Statistical analysis of specified columns in wide table mode - PolarDB

A wide table can have tens or even hundreds of columns. Queries often need to analyze only a few of these columns. You can use a columnstore index to speed up these queries.

Background information

In many SaaS business systems, a table may contain dozens or even hundreds of columns, which brings technical challenges for queries.

Only a few columns need to be analyzed in some queries, but many irrelevant columns are read when the row-oriented storage engine is used. This increases the I/O burden on the system.
The query mode is not fixed. Multiple filter conditions can be used when you query hundreds of columns. When you build a combined index, you must match all query scenarios in advance. If the query conditions change, the combined index becomes invalid.

Columnstore indexes are well-suited for these two scenarios. Because columnstore indexes are column-based, reading one column does not affect others. The columns are also independent, so the order of multiple filter conditions does not impact the effectiveness of the columnstore index.

Results

With a dataset of 100 million rows and a degree of parallelism of 4, queries that use a columnstore index perform 30 times faster than native parallel execution in PostgreSQL.

Query	Parallel execution in the native PostgreSQL	Columnstore index
Q1	243 s	7.9 s

Procedure

Step 1: Prepare the environment

Ensure that your cluster version and configuration meet the following requirements:
- Cluster versions:
  - PostgreSQL 16 (minor engine version 2.0.16.8.3.0 or later)
  - PostgreSQL 14 (minor engine version 2.0.14.10.20.0 or later)
  Note
  You can view the minor engine version number in the console or by running the SHOW polardb_version; statement. If the minor engine version does not meet the requirement, you must upgrade the minor engine version.
- The source table must have a primary key. The primary key column must be included when you create the columnstore index.
- The wal_level parameter must be set to logical. This adds the information required to support logical replication to the write-ahead logging (WAL).
  Note
  You can set the wal_level parameter in the console. Modifying this parameter restarts the cluster. Plan your business operations accordingly and proceed with caution.

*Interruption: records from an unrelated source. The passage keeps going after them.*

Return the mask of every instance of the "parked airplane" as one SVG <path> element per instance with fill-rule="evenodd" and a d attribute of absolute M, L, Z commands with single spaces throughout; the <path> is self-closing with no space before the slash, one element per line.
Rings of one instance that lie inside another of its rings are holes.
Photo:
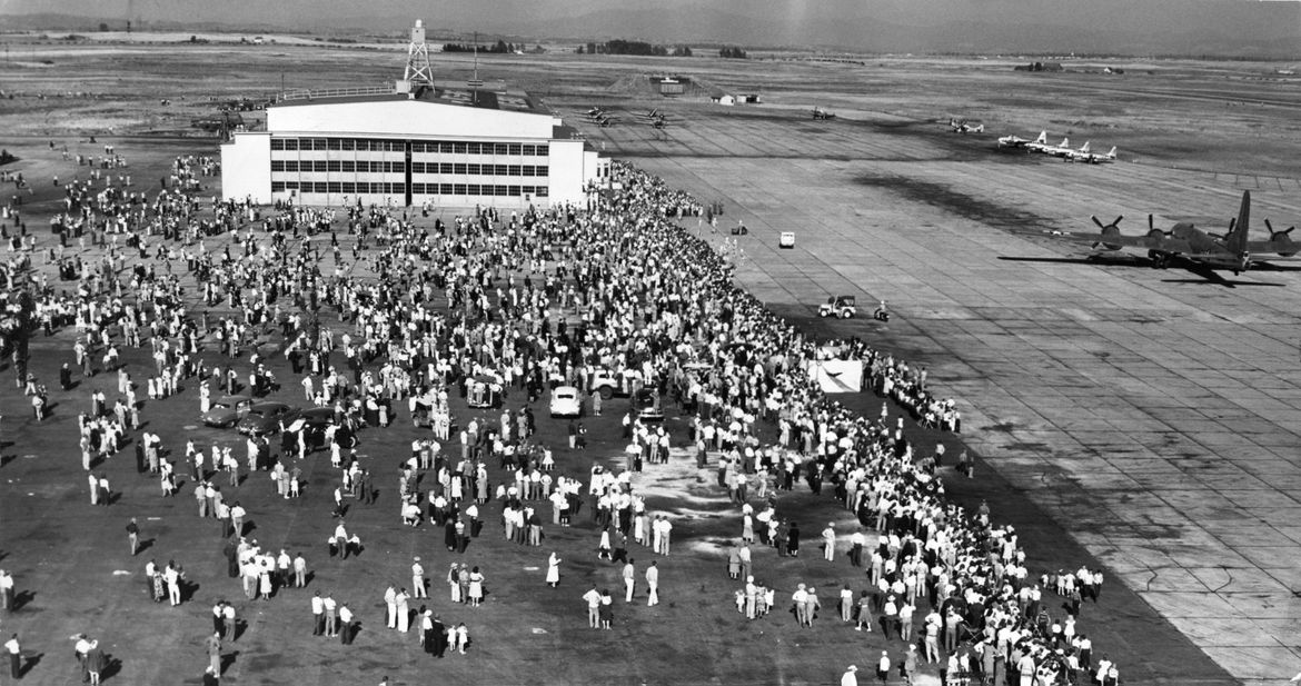
<path fill-rule="evenodd" d="M 1049 139 L 1047 131 L 1041 133 L 1039 137 L 1036 138 L 1034 141 L 1030 141 L 1029 138 L 1021 138 L 1020 135 L 1004 135 L 998 139 L 998 147 L 1026 150 L 1030 147 L 1032 143 L 1043 144 L 1047 142 L 1047 139 Z"/>
<path fill-rule="evenodd" d="M 1034 148 L 1032 148 L 1032 150 L 1034 150 Z M 1073 150 L 1071 150 L 1071 139 L 1069 138 L 1063 138 L 1062 142 L 1058 143 L 1058 144 L 1055 144 L 1055 146 L 1041 146 L 1038 150 L 1034 150 L 1034 151 L 1036 152 L 1042 152 L 1045 155 L 1051 155 L 1054 158 L 1066 158 L 1069 154 L 1075 152 Z"/>
<path fill-rule="evenodd" d="M 967 124 L 967 120 L 958 121 L 952 117 L 948 118 L 948 128 L 954 133 L 985 133 L 984 124 Z"/>
<path fill-rule="evenodd" d="M 1183 262 L 1193 271 L 1232 269 L 1235 275 L 1252 267 L 1252 250 L 1278 253 L 1283 256 L 1294 255 L 1301 250 L 1301 245 L 1293 243 L 1288 237 L 1292 229 L 1275 232 L 1270 226 L 1268 241 L 1249 241 L 1250 212 L 1252 193 L 1242 191 L 1237 219 L 1229 220 L 1228 233 L 1223 237 L 1206 233 L 1189 221 L 1180 221 L 1168 232 L 1163 232 L 1153 226 L 1151 215 L 1147 215 L 1147 233 L 1145 236 L 1123 236 L 1119 224 L 1124 217 L 1116 217 L 1111 224 L 1103 224 L 1095 216 L 1090 219 L 1102 229 L 1101 233 L 1054 233 L 1053 236 L 1064 241 L 1090 243 L 1099 253 L 1118 251 L 1124 247 L 1147 249 L 1147 258 L 1153 266 L 1162 269 L 1170 267 L 1172 262 Z"/>
<path fill-rule="evenodd" d="M 1066 158 L 1069 161 L 1082 161 L 1088 164 L 1106 164 L 1116 161 L 1116 147 L 1111 146 L 1111 152 L 1089 152 L 1089 142 L 1085 141 L 1084 147 L 1080 150 L 1071 151 Z"/>

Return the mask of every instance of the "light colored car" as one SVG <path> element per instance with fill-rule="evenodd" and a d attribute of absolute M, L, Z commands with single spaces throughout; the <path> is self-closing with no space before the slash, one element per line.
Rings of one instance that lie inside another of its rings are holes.
<path fill-rule="evenodd" d="M 552 391 L 552 417 L 582 417 L 583 397 L 571 385 L 558 385 Z"/>
<path fill-rule="evenodd" d="M 203 423 L 209 427 L 229 428 L 235 426 L 252 406 L 252 396 L 222 396 L 203 413 Z"/>

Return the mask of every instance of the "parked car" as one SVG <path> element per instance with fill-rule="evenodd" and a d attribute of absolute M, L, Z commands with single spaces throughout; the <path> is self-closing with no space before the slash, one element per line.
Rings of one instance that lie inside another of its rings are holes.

Enable the columnstore index feature.

The method for enabling the columnstore index feature varies depending on the minor engine version of your PolarDB for PostgreSQL cluster:

PostgreSQL 16 (2.0.16.9.8.0 or later) or PostgreSQL 14 (2.0.14.17.35.0 or later)

For PolarDB for PostgreSQL clusters with these versions, two methods are available. The differences are outlined in the following table. You can choose the method that best fits your needs.

Comparison item	[Recommended] Add a columnstore index read-only node	Directly use the pre-installed columnstore index extension
Method	You can add a columnstore index node manually through a visual interface in the console.	No action is required. You can use the extension directly.
Resource allocation	The columnstore engine uses all resources exclusively and can fully utilize the available memory.	The columnstore engine can use only 25% of the memory. The remaining memory is allocated to the row store engine.
Business impact	Transactional processing (TP) and analytical processing (AP) workloads are isolated on different nodes and do not affect each other.	TP and AP workloads run on the same node and affect each other.
Costs	In-Memory Column Index (IMCI) read-only nodes incur additional charges and are billed at the same rate as regular compute nodes.	No additional cost.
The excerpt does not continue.